Dust Control: Prevention, Suppression or a Bit of Both
Wet dust control systems use spray nozzles to apply humidity, water, and/or chemicals to:
- The dust source to prevent the dust from becoming airborne (wetting)
- Airborne dust particles to suppress or capture the dust and minimize the distance it travels
The system requirements for dust prevention are very different than the requirements for dust suppression even though both are applying moisture. It’s important to understand the differences between the two to ensure optimal performance.
When the goal is to prevent dust, the following factors must be considered to ensure a positive result
- Materials respond to moisture differently. For example, when applying moisture to ore, 3.5 liters per ton usually provides adequate wetting.
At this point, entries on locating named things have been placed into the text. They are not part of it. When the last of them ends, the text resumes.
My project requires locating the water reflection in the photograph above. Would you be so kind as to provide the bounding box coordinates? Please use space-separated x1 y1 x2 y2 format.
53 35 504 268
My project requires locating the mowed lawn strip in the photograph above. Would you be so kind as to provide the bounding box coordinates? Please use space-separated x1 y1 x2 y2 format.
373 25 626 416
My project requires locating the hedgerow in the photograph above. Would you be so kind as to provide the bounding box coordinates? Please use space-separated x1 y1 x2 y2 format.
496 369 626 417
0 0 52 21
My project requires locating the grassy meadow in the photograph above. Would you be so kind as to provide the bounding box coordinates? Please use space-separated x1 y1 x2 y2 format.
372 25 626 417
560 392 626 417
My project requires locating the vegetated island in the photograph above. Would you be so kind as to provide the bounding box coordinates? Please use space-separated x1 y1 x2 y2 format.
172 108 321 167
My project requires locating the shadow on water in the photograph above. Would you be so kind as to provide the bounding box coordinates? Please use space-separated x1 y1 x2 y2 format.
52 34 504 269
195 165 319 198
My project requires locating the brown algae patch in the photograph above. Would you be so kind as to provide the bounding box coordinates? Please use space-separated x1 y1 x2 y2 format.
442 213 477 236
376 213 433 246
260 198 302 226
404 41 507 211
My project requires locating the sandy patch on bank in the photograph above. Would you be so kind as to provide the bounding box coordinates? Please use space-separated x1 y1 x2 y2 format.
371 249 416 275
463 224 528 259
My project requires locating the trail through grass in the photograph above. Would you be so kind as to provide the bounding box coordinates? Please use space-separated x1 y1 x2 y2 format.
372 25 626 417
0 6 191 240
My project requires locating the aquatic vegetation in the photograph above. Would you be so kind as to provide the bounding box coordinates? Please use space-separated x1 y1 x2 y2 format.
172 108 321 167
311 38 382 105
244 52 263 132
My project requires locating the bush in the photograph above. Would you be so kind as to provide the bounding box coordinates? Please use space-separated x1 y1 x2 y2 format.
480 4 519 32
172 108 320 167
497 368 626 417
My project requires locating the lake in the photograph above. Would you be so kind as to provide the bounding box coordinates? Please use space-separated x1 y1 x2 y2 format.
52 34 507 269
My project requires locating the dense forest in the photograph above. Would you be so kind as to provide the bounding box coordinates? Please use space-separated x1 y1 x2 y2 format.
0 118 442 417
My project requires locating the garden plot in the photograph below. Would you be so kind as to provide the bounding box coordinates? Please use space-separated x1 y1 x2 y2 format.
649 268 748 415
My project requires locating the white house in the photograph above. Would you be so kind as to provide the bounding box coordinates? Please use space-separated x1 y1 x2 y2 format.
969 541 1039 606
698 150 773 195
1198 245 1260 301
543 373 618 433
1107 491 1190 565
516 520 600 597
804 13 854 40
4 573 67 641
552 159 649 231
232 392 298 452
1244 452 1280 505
On the other hand, coal repels water and will require the use of more moisture and chemical additives to increase absorption. Precision application of moisture is essential. Too little moisture results in airborne dust. Too much moisture may compromise the integrity of the material, cause costly production problems and equipment damage and create dangerous sludge – a maintenance nightmare.
- Most dust particles created during breakage are not released into the air. The dust stays attached to the material and adequate wetting is required to ensure it stays attached. Keep in mind that partially processed minerals and coal may be more sensitive to moisture than unprocessed material.
- If the material being sprayed is stationary, as on a storage pile, drop size and spray angle are critical. If the material is moving, as on a conveyor, drop size and drop velocity are the top concerns.